Not indicative of Aussie spirit
HOW disappointing are the comments of Saul Eslake.
If we don't try something new, something outside of previous experience, then we are doomed to be second rate.
We Australians pride ourselves on our innovative spirit. Innovations are seen as challenges, not as restrictions. Bob Clifford of International Catamarans has always been an innovator and there are certainly other builders in Australia capable of taking on such tasks. And, after all, it is largely the fitout we are talking about, the hulls having been constructed in Asia. Have faith in Australian industry and workers, Saul and I are disappointed in the stance being taken by Labor, rather than their wholehearted support of Australian workers.
Dick James, Launceston.
Practice what you preach
I refer to Barry Prismall's column (The Sunday Examiner, November 15) regarding bursting the Canberra bubble, in which he opens up on recent behavioural relationships and the like, involving high ranking Liberal Ministers Tudge and Porter, leaving serious questions concerning hypocrisy.
Mr Prismall is quite correct when he refers to the hypocritical issues surrounding these two politicians careers, and points out that both of these gentlemen have form when it comes to issues that they stand for within the corridors of power, aligned to their own behavioural conduct outside the forum.
Both Ministers Tudge and Porter have placed themselves as highly rated responsible enforcers when it comes to strong moral values, openly using the parliament to influence their own individual careers, however by their actions they have sought to be judged upon the pedestal for which they climbed, and then suddenly surprise, surprise, the closet door opens up and out fly the skeletons.
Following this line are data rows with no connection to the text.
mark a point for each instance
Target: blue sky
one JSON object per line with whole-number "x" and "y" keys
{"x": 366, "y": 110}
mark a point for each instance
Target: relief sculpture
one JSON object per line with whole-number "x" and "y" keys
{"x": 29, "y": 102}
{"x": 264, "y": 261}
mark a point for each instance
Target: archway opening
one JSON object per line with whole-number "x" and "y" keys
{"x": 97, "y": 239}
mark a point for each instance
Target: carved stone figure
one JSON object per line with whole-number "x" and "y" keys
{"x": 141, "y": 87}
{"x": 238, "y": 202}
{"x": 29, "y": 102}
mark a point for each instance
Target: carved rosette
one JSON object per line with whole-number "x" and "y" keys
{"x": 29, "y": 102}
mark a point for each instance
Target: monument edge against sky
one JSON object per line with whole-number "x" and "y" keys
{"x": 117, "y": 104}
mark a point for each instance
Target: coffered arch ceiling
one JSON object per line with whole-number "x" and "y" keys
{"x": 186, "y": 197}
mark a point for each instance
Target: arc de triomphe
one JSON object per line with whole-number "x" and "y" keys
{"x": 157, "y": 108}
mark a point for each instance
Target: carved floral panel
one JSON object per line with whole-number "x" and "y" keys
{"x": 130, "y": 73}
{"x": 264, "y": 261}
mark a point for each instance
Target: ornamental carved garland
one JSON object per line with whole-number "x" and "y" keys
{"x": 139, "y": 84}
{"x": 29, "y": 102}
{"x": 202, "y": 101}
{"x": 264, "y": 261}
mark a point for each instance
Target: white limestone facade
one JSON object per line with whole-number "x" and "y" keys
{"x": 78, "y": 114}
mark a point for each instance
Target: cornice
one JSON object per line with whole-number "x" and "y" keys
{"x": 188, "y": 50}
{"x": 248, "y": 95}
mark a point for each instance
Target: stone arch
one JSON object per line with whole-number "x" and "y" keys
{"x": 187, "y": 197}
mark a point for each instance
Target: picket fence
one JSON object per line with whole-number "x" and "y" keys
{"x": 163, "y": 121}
While on the subject of hypocrisy, perhaps Mr Morrison also has form, on the one hand he openly espoused his religious beliefs, which was well and truly on display during the last election, and again another surprise when the election dust has settled we have ourselves a $100 million sports rort scandal engulfing his own office.
Now the question is quite simply, whether or not this is hypocrisy or just where religion and politics collide? It doesn't matter which mob is in government, in a nutshell, the lesson is, if you are going to take the high morals ground and tell everyone what good fellows you are, you also have to practice what you preach.
Allan Carey, Riverside.
Tasmanian rates need review
IT WAS interesting comparing council rates throughout Tassie, but hiking rates up with little return does not impress.
My neighbour in the next street pays $500 per quarter less, has the same size block and home and is also on tank water like me.
Also look at the state of our third world regional roads with high speed limits. All needs a big review.
Les Eldridge, St Marys.
Time for the tiny house?
IT is time for the smaller house to reappear. One that is well built and insulated, to provide the most important need for everyone, a roof over one's head and the basic shelter that is beautiful, but not out of reach for those living on low wages.
Sharon Langerak, Hadspen.
Port Arthur feeds true crime
I understand why people would be upset but there is no difference between other movies or crime documentaries about other horrific events in Australian history.
What about the families of those victims, for example Ivan Milat and so on.
Quade Belcher, Devonport.
Think of Port Arthur victims
I personally think that a film about, sorry I don't want to mention his name of the Port Arthur massacre as we were there not long before it happened. I shudder when I hear about it. RIP to all those poor souls.
John Campbell, St Leonards.
Port Arthur rocked Tasmania
ON A beautiful autumn day on Sunday, April 28, an insignificant lone poor excuse for a human took it on himself to kill 35 innocent men, women and children and seriously injure 23.
As well as leaving witnesses and emergency service personnel a life of torment from what they had to deal with.
It rocked Tasmania to the core and changed Australia and the world forever.
All sides of politics have handled the aftermath and put in the support to affected families and the community of Tasmania.
Now someone wants to make a film out of this tragedy just to make money.
Nothing good is to be made out of this and the federal government must just say no, end of story.
James Russell, Norwood.
Shock over movie plans
AS SOMEONE who had close connections with the Port Arthur massacre, I am truly shocked to discover that Martin Bryant is to be portrayed in a movie about the cold blooded murder of 35 innocent people.
This is not an attempt to understand how and why the atrocity occurred.
This is about money and notoriety.
Many people suffered immensely from the events of that horrific day and are still hurting, including the camera crews and journalists called on to cover this day of shame for Tasmania. I certainly won't be paying to see any film based on the murder of 35 people. Your premier should have the guts to go on record and say this film won't be shown in Tasmania.